Sin embargo, organizaciones como Amnistía Internacional han criticado estas decisiones, señalando que países como Eswatini y Sudán del Sur tienen antecedentes de abusos, incluyendo torturas y ejecuciones extrajudiciales. Un informe del Departamento de Estado de 2023 documentó “asesinatos arbitrarios” y “condiciones carcelarias inhumanas” en Eswatini, lo que pone en riesgo a los deportados.

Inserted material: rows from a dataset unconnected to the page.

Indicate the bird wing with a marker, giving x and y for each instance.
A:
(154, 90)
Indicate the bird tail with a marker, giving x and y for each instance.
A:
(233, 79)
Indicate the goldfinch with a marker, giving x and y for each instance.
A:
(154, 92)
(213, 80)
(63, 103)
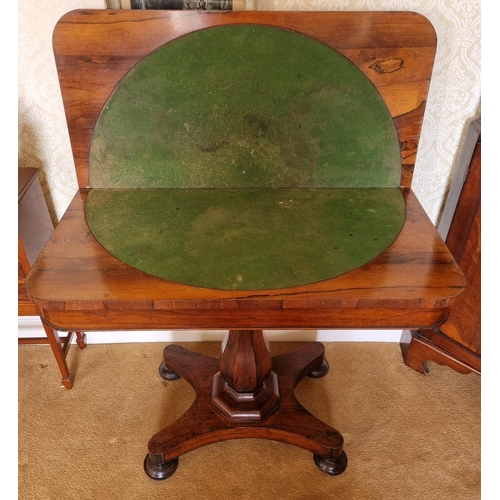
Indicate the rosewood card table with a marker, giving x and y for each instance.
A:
(244, 171)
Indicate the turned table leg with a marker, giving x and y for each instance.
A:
(244, 394)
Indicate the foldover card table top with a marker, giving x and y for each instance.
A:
(244, 171)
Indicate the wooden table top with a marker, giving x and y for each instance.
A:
(79, 285)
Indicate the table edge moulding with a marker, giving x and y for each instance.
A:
(98, 274)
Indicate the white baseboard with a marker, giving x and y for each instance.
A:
(30, 326)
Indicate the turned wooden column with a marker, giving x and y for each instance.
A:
(245, 389)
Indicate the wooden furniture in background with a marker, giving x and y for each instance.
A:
(246, 393)
(34, 230)
(457, 342)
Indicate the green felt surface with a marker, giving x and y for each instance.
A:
(245, 239)
(245, 106)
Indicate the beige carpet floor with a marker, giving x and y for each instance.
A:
(407, 436)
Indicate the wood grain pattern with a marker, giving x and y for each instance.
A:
(95, 49)
(75, 276)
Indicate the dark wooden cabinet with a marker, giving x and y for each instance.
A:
(457, 342)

Negociaciones secretas y presiones diplomáticas

El gobierno de Trump ha contactado a al menos 58 países, incluyendo Marruecos, Túnez, Togo, Mauritania, Tayikistán, Turkmenistán y Libia, para negociar acuerdos de deportación. Estas conversaciones, a menudo confidenciales, involucran incentivos económicos, intercambios de prisioneros o amenazas de sanciones y restricciones de visas. Por ejemplo, Kosovo aceptó recibir hasta 50 deportados a cambio de apoyo diplomático para su reconocimiento internacional. En contraste, Angola y Nigeria han rechazado participar, con el ministro nigeriano Yusuf Tuggar declarando que su país “ya tiene suficientes problemas”.

Por otro lado, la decisión del Tribunal Supremo en junio de 2025 levantó restricciones previas, permitiendo deportaciones con notificaciones mínimas, a veces de solo seis horas. Esto ha generado preocupación entre defensores de derechos humanos, quienes advierten que los migrantes son enviados a países sin vínculos culturales o legales, enfrentando riesgos de detención prolongada o tortura. “Es una estrategia para infundir miedo y fomentar la autodeportación”, afirmó Michelle Mittelstadt, del Migration Policy Institute.

Críticas y desafíos legales

La política de deportaciones a terceros países ha enfrentado resistencia. En mayo, el juez federal Brian Murphy bloqueó temporalmente un vuelo a Sudán del Sur, argumentando violaciones al debido proceso. Aunque el Tribunal Supremo revirtió esta orden, el caso sigue en litigio, con expertos como Nicolas Palazzo de HIAS señalando que países como Libia, en conflicto desde 2011, no garantizan las protecciones requeridas por el derecho internacional. La Convención contra la Tortura, ratificada por EE.UU., prohíbe enviar personas a lugares donde puedan enfrentar abusos, pero los críticos aseguran que estas normas se están ignorando.

A medida que EE.UU. expande su red de terceros países, las comunidades migrantes viven con temor. En estados como California y Texas, las redadas de ICE han aumentado, afectando sectores como la agricultura y la construcción. Mientras tanto, la falta de transparencia en los acuerdos y las condiciones de los deportados siguen generando un intenso debate sobre los costos humanos de esta política.